2. Baby's bowel movements. For the first
few days after delivery, the baby passes meconium, a dark green,
almost black, substance. Meconium accumulates in the baby's gut
during pregnancy. Meconium is passed during the first few days,
and by the 3rd day, the bowel movements start becoming lighter,
as more breastmilk is taken. Usually by the fifth day, the bowel
movements have taken on the appearance of the normal breastmilk
stool. The normal breastmilk stool is pasty to watery, mustard
coloured, and usually has little odour. However, bowel movements
may vary considerably from this description. They may be green
or orange, may contain curds or mucus, or may resemble shaving
lotion in consistency (from air bubbles). The variation in colour
does not mean something is wrong. A baby who is breastfeeding
only, and is starting to have bowel movements which are becoming
lighter by day 3 of life, is doing well.
Without your becoming obsessive about it, monitoring the frequency
and quantity of bowel motions is one of the best ways of knowing
if the baby is getting enough milk. After the first 3-4 days,
the baby should have increasing bowel movements so that by the
end of the first week he should be passing at least 2-3 substantial
yellow stools each day. In addition, many infants have a stained
diaper with almost each feeding. A baby who is still passing
meconium on the fifth day should be seen at the clinic the same
day. A baby who is passing only brown bowel movements is probably
not getting enough, but this is not yet definite.

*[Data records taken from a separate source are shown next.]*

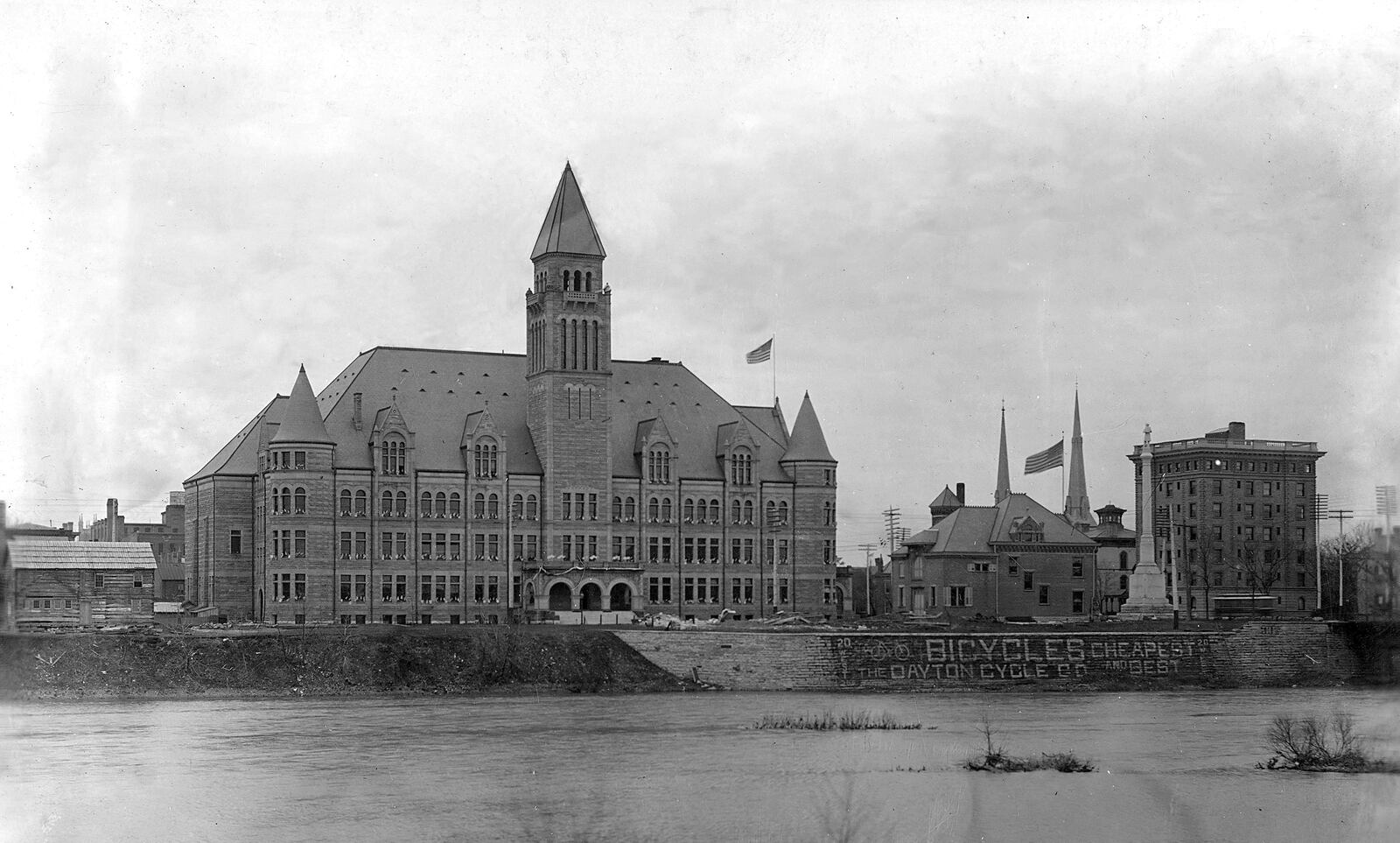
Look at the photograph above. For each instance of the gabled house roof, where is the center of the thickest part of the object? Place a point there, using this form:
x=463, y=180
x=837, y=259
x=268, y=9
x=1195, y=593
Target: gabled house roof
x=84, y=555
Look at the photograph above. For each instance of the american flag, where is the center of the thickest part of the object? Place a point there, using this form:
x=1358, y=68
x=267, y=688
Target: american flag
x=762, y=353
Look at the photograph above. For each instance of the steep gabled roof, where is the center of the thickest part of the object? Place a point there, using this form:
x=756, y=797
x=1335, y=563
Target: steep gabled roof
x=240, y=455
x=808, y=443
x=569, y=227
x=301, y=420
x=438, y=391
x=1018, y=504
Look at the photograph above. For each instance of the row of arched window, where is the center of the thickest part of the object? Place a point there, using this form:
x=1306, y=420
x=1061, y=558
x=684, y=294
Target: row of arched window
x=574, y=282
x=289, y=502
x=699, y=510
x=578, y=345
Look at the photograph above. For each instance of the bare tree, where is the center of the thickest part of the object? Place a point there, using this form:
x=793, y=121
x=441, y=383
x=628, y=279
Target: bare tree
x=1260, y=567
x=1364, y=567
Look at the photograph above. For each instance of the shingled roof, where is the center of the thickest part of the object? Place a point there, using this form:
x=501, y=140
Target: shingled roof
x=86, y=555
x=569, y=227
x=808, y=443
x=438, y=390
x=301, y=419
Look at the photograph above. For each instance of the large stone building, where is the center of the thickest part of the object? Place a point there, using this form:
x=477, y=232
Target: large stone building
x=1236, y=516
x=454, y=486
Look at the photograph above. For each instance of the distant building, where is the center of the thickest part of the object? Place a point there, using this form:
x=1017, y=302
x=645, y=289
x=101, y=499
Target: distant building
x=1014, y=559
x=1236, y=516
x=63, y=583
x=167, y=541
x=1115, y=559
x=433, y=486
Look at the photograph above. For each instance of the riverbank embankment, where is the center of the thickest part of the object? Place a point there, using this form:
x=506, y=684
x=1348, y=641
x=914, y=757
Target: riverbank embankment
x=328, y=661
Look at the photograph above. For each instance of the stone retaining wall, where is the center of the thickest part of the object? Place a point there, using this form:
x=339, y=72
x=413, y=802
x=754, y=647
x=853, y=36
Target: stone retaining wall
x=1278, y=653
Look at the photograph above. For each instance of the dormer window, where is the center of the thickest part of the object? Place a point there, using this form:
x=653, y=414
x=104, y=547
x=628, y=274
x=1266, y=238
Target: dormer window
x=392, y=454
x=1026, y=530
x=741, y=468
x=485, y=458
x=658, y=464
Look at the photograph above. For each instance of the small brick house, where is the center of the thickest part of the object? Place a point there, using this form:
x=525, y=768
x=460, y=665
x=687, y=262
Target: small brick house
x=77, y=583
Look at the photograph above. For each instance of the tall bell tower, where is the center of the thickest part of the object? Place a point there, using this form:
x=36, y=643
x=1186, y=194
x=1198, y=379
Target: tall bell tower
x=569, y=353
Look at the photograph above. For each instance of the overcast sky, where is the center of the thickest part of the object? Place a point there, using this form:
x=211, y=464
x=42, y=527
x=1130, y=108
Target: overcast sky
x=934, y=207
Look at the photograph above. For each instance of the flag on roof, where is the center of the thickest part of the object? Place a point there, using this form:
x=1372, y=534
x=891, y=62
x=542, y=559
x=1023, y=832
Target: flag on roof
x=1052, y=457
x=762, y=353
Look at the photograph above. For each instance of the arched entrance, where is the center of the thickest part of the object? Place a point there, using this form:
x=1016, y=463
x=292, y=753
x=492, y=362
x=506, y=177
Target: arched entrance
x=620, y=598
x=560, y=597
x=592, y=598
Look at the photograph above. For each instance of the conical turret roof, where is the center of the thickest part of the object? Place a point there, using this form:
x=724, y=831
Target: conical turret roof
x=569, y=227
x=301, y=422
x=807, y=443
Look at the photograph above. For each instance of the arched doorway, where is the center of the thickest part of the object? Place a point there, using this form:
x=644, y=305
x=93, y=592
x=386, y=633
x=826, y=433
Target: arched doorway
x=592, y=598
x=620, y=598
x=560, y=597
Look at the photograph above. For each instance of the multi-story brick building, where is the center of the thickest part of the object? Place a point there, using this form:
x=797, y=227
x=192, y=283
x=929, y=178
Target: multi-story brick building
x=1238, y=518
x=454, y=486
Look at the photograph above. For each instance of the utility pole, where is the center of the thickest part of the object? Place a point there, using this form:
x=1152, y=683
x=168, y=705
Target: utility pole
x=867, y=549
x=1341, y=516
x=891, y=525
x=1320, y=511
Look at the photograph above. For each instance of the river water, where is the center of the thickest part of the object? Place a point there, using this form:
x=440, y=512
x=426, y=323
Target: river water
x=676, y=768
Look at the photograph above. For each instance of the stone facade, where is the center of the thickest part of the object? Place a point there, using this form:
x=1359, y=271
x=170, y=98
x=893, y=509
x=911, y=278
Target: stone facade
x=1280, y=653
x=1239, y=518
x=427, y=486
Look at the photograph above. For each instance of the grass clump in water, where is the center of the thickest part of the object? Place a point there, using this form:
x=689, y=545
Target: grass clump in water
x=1320, y=745
x=830, y=721
x=996, y=759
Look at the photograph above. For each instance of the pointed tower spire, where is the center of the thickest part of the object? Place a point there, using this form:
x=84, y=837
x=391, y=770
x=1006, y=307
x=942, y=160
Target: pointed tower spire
x=569, y=227
x=1077, y=500
x=807, y=443
x=1003, y=465
x=301, y=422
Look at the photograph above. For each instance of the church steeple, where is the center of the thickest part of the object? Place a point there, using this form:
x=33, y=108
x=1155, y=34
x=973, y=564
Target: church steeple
x=1003, y=465
x=1077, y=502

Some breastfed babies, after the first 3-4 weeks of life, may
suddenly change their stool pattern from many each day, to one
every 3 days or even less. Some babies have gone as long as 15
days or more without a bowel movement. As long as the baby is
otherwise well, and the stool is the usual pasty or soft, yellow
movement, this is not constipation and is of no concern. No treatment
is necessary or desirable, because no treatment is necessary
or desirable for something that is normal.
Any baby between 5 and 21 days of age who does not pass at least
one substantial bowel movement within a 24 hour period should
be seen at the breastfeeding clinic the same day. Generally,
small infrequent bowel movements during this time period means
insufficient intake. There are definite exceptions and everything
may be fine, but it is better to check.
3. Urination. With six soaking wet (not
just wet) diapers in a 24 hours hour period, after about 4-5
days of life, you can be sure that the baby is getting a lot
of milk. Unfortunately, the new super dry "disposable" diapers
often do indeed feel dry even when full of urine, but when soaked
with urine they are heavy. It should be obvious that this indication
of milk intake does not apply if you are giving the baby extra
water (which, in any case, is unnecessary for breastfed babies,
and if given by bottle, may interfere with breastfeeding). The
baby's urine should be clear as water after the first few days,
though an occasional darker urine is not of concern.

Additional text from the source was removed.